For many, like Tracey O’Hara who works in the department’s ICT Infrastructure Division, it’s part of their family history. Tracey recently discovered that her great-grandfather served at Gallipoli and was part of the infamous dark dawn landing.
“I’ve been researching for about sixteen years, and I keep finding new things all the time,” Tracey said.
Finding out about her great-grandfather at the war memorial is what prompted Tracey to dig deeper into her family history.
“Before the war was over, my great-great-grandmother lost four of her six sons,” Tracey said.
“My great grandfather, Henry Charles Keid (known as Harry) was 30 years old when World War 1 began.
“At the time Harry and Ted were clearing trees for the timber industry in Far North Queensland.
“They were inseparable. They travelled, worked, enlisted, trained and eventually went to war together.”

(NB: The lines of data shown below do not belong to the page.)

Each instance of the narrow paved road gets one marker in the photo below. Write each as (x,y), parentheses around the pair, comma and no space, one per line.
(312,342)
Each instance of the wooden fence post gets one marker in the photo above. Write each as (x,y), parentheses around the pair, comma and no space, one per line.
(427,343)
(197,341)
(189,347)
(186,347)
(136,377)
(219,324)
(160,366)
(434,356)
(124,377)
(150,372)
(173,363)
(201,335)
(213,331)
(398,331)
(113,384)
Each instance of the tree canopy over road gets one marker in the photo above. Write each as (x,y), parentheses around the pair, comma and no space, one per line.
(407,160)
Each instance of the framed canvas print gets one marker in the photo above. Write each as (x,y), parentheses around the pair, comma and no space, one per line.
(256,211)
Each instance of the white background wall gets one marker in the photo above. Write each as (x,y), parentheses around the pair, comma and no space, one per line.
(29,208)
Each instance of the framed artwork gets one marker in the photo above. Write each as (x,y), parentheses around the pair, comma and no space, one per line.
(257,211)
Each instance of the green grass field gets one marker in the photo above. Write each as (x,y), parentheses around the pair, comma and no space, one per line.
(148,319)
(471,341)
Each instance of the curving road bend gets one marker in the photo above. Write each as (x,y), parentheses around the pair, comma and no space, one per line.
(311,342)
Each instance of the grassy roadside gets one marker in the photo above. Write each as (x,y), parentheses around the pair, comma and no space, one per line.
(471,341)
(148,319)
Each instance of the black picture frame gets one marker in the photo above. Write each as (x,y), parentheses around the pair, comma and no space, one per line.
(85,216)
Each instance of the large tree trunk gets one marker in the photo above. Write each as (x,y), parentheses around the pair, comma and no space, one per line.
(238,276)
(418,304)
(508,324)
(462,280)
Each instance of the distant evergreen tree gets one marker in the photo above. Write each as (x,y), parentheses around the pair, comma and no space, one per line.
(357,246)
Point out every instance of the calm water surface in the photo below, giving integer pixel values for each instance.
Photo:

Harry and Ted signed up for the Australian Imperial Force and were assigned to the 9th Battalion. Two of their younger brothers had already shipped out, while the remaining two Keid brothers, remained at home.
Harry and Ted trained in the sands beneath the pyramids until it was time to board ships once more.
“In 1915, Harry and Ted would finally see battle; however, it wasn’t the adventure they had planned,” Tracey said.
“At 4:30am the 9th, 10th and 11th Battalions, landed on the beach of the Gallipoli Peninsula.”
“In the early hours of morning, my great-grandfather received a gunshot wound to his left thigh and lay in the darkness waiting for help. Ted went unscathed on that day as far as I’ve been able to tell.
It was the beginning of a conflict that would go down in Australian and New Zealand history as one of the most infamous campaigns ever fought.
While Harry and Ted both saw the sun go down over Gallipoli on 25 April, sadly Ted lost his life after almost three years at war in 1917. This was the fourth death of the six brothers. Bill died at Gallipoli in June 1915, then Leonard and Walter were killed on the same day in the battle of Mouque Farm, France September 1916.
Harry met his wife Laura while recovering in England from his wounds. A petition raised in the Queensland parliament requested he be returned to his family. He was discharged and returned home in early 1918 with his English bride. Harry never got over the loss of his four brothers and displayed the common traits of post-traumatic stress disorder and survivor’s guilt.
Tracey is now writing a fiction novel and owes her love of writing to the discovery of her family history.
“Finding out about my family history is what inspired me to write novels and my latest book will focus on World War 1,” Tracey said.